0

I have been looking to parallize some tasks in python but did not find anything useful. Here is the pseudo code for which I want to use parallelization:

# Here I define a list for the results. This list has to contain the results in the SAME order.
result_list = []

# Loop over a list of elements. I need to keep that loop. I mean,. in the final code this loop must be still there for specific reasons. Also, the results need to be stored in the SAME order. 
for item in some_list:

    # Here I use a method to process the item of the list. The method "task" is the function I want to parrallize
    result = task(item)

    # Here I append the result to the result list. The results must be in the SAME order as the input data
    result_list.append(result)

I want to parallelize the method task which takes a single item, processes it, and returns some results. I want to collect those results in the same order as in the original list.

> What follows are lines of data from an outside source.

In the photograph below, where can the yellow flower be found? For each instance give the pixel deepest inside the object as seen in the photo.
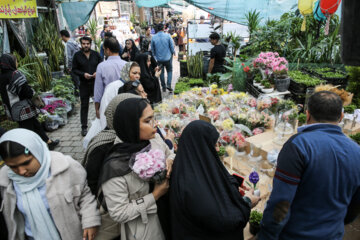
(213, 86)
(228, 124)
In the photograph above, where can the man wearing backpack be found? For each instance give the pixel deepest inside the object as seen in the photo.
(71, 47)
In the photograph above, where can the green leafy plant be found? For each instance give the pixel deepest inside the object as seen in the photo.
(264, 81)
(196, 82)
(253, 21)
(64, 88)
(36, 72)
(356, 138)
(267, 85)
(92, 25)
(221, 151)
(258, 79)
(181, 87)
(235, 75)
(302, 118)
(46, 39)
(195, 65)
(8, 125)
(255, 217)
(305, 79)
(43, 118)
(354, 83)
(183, 79)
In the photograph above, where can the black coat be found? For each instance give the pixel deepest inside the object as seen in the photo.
(205, 202)
(133, 53)
(148, 80)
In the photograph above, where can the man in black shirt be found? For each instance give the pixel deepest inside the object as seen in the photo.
(217, 54)
(85, 63)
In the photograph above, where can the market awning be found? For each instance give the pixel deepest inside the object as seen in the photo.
(77, 12)
(232, 10)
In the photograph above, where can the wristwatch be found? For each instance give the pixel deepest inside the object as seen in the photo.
(248, 201)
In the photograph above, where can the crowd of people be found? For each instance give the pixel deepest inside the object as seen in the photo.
(47, 195)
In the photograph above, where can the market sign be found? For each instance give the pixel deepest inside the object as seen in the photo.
(18, 9)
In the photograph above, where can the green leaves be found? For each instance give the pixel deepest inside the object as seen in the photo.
(253, 21)
(195, 65)
(46, 39)
(255, 217)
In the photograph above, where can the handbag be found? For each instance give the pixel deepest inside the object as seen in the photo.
(23, 110)
(38, 101)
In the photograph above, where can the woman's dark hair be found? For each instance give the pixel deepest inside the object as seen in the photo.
(112, 44)
(134, 64)
(128, 87)
(9, 149)
(86, 38)
(214, 36)
(65, 33)
(108, 34)
(325, 106)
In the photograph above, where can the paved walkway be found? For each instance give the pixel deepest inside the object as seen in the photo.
(72, 141)
(70, 135)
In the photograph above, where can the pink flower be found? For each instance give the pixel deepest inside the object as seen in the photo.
(257, 131)
(147, 164)
(157, 154)
(252, 102)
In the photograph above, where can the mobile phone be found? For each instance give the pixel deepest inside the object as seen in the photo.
(239, 179)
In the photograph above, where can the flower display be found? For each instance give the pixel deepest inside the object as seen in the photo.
(147, 164)
(215, 114)
(228, 124)
(225, 137)
(254, 178)
(252, 102)
(257, 131)
(238, 140)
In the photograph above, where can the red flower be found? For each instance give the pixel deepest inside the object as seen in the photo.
(175, 111)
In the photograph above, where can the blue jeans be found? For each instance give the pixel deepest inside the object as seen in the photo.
(168, 66)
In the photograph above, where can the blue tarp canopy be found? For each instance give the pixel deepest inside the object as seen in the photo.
(77, 12)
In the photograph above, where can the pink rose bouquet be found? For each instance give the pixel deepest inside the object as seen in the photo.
(150, 165)
(238, 140)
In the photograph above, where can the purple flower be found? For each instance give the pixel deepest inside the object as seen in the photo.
(254, 178)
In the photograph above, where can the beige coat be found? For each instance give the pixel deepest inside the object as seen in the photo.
(71, 203)
(129, 202)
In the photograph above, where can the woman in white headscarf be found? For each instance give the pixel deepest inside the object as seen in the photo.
(45, 194)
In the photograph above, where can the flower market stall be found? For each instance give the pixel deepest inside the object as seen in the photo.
(252, 130)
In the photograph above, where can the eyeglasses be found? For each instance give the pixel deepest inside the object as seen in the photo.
(135, 83)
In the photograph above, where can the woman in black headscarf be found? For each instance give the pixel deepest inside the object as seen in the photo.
(205, 202)
(130, 51)
(128, 198)
(149, 78)
(16, 95)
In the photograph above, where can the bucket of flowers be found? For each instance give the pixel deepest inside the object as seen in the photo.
(149, 165)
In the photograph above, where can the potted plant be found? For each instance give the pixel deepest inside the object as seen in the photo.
(267, 88)
(280, 70)
(183, 68)
(257, 81)
(255, 219)
(261, 86)
(181, 55)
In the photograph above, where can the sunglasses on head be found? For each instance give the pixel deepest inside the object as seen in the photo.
(135, 83)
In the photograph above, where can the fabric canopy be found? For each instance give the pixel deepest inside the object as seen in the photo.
(232, 10)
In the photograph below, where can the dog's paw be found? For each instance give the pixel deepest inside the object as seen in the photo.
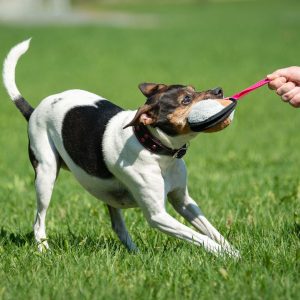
(43, 246)
(235, 254)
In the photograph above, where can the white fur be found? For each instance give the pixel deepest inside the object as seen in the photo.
(141, 178)
(10, 66)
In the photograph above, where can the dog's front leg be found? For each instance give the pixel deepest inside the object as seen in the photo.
(119, 228)
(151, 197)
(189, 209)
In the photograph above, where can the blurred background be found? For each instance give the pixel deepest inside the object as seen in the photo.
(246, 178)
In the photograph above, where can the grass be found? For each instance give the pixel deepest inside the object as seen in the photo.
(246, 179)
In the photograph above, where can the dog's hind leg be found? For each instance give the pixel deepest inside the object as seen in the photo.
(119, 227)
(45, 161)
(189, 209)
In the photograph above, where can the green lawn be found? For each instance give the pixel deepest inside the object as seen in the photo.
(246, 178)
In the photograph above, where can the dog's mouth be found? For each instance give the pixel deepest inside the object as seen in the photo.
(211, 115)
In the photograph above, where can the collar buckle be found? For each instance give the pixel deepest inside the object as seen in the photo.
(180, 152)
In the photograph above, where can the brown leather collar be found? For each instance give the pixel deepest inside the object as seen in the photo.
(154, 145)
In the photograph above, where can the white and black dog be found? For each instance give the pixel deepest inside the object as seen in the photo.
(125, 158)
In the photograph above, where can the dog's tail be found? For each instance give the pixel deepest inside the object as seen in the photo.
(9, 78)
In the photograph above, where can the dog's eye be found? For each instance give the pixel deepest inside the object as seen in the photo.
(186, 100)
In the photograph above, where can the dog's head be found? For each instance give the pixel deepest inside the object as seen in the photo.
(173, 108)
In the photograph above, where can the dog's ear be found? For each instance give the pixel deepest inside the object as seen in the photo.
(149, 89)
(144, 115)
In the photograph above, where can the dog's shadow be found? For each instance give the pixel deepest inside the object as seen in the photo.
(59, 242)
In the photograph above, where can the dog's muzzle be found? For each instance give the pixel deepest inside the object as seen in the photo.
(208, 113)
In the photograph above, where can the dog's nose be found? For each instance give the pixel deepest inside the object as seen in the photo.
(217, 91)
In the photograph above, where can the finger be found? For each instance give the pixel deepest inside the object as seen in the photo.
(295, 101)
(285, 88)
(277, 83)
(291, 94)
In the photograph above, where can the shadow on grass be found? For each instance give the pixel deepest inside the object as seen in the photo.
(63, 242)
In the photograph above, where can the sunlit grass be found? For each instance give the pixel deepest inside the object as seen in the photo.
(246, 179)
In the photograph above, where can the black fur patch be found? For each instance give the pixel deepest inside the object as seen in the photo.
(82, 132)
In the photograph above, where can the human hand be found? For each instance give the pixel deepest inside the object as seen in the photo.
(286, 82)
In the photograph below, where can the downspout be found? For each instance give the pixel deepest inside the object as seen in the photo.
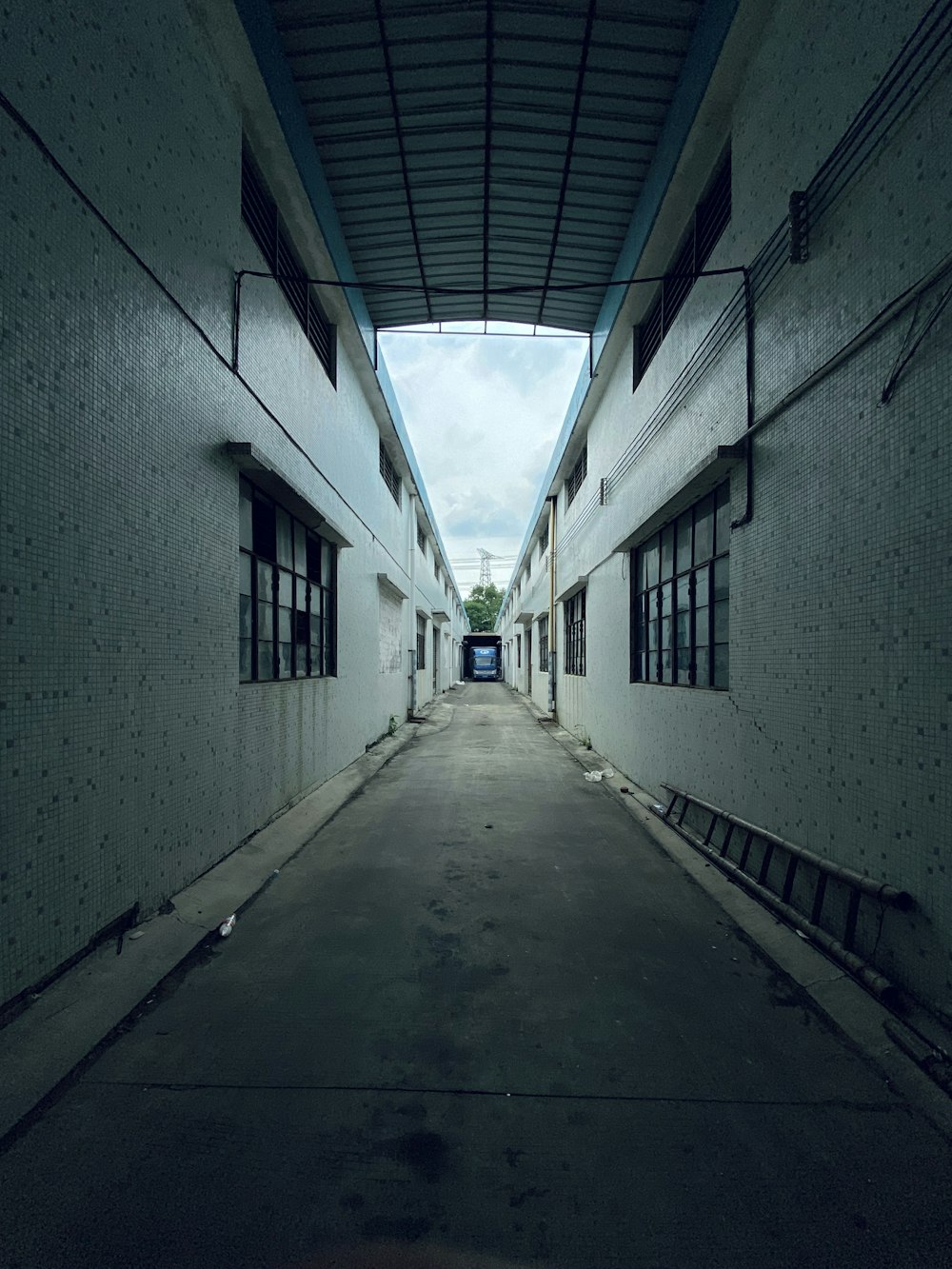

The results in the final list result_list has to be in the same order as the items in the input list.

Alex
  • 41,580
  • 88
  • 260
  • 469
  • 2
    your specifications are unclear, as parts of your post contradict each other... You ask `Or can I just do something like` and provide code that has `results = pool.map(process, alldata)`, but ask `how to get the results? `. Further down, you mention that you specifically want to use some kind of for loop, so the code you asked about in the middle would not be appicable anyway? – FlyingTeller Jun 30 '23 at 06:53
  • Sorry, I am not an expert in using multirpcessing in python! Sure I can make it more clear... – Alex Jun 30 '23 at 06:54
  • And your result has to be in order of input I assume? – FlyingTeller Jun 30 '23 at 06:54
  • @FlyingTeller Yes, as I have written two times. I will mention it again to be sure – Alex Jun 30 '23 at 06:56
  • Does `pool=ThreadPool()` followed by `result_list = list(pool.map(task, some_list)` work for you? Afterwards, you would just call `pool.close()` – FlyingTeller Jun 30 '23 at 06:59
  • @FlyingTeller This cannot work, as I have no list. I only have a SINGLE ITEM. Please read my question – Alex Jun 30 '23 at 07:01
  • I also get an error: `ImportError: cannot import name 'ThreadPool' from 'multiprocessing'` – Alex Jun 30 '23 at 07:02
  • Do you know the number of items you need to process from the start? – FlyingTeller Jun 30 '23 at 07:03
  • Let us [continue this discussion in chat](https://chat.stackoverflow.com/rooms/254308/discussion-between-flyingteller-and-alex). – FlyingTeller Jun 30 '23 at 07:03
  • Sure, I will rewrite the whole code and use the list of items... – Alex Jun 30 '23 at 07:04
  • 1
    Does this answer your question? [Is there a simple process-based parallel map for python?](https://stackoverflow.com/questions/1704401/is-there-a-simple-process-based-parallel-map-for-python) – mkrieger1 Jun 30 '23 at 07:11
  • The concurrent.futures module gives you both ThreadPoolExecutor and ProcessPoolExecutor. They are interchangeable in the sense that any code using the first of these classes can also be used with the second. What you have to figure out is the best option - threading or multiprocessing. The former is ideal for I/O bound activity whereas the latter is better for CPU-bound activity. In the case of sub-processing you also need to consider how you're to transfer information between client and server. If the object(s) to be moved can be pickled then you're OK - otherwise it gets a bit complicated – DarkKnight Jun 30 '23 at 07:32

2 Answers2

2

If you do need a for loop, then you could use ThreadPoolExecutor, which let's you submit your jobs to a pool of Threads and collect results afterwards:

from concurrent.futures import ThreadPoolExecutor
result_list=[]
with ThreadPoolExecutor(max_workers=16) as executor:
    futures=[]
    for item in some_list:
        future = executor.submit(task, item)
        futures.append(future)
    for f in futures:
        result_list.append(f.result())

ThreadPoolExecutor is interchangable with ProcessPoolExecutor, which could be a better choicce for CPU intensive tasks. If in doubt, try both and benchmark for your specific usecase. The complete docs can be found here

Note that depending on the number of items, it can be quite inefficient to do append many times. If you know the number of items before, then I suggest that you create the lists in the correct length from the start

If you would arange the input items in a list, you could also do

from multiprocessing import Pool

with Pool() as P:
    result_list= list(P.map(task, some_list))
FlyingTeller
  • 17,638
  • 3
  • 38
  • 53
0

You can implement parallel processing easily with either threads or multi-processing.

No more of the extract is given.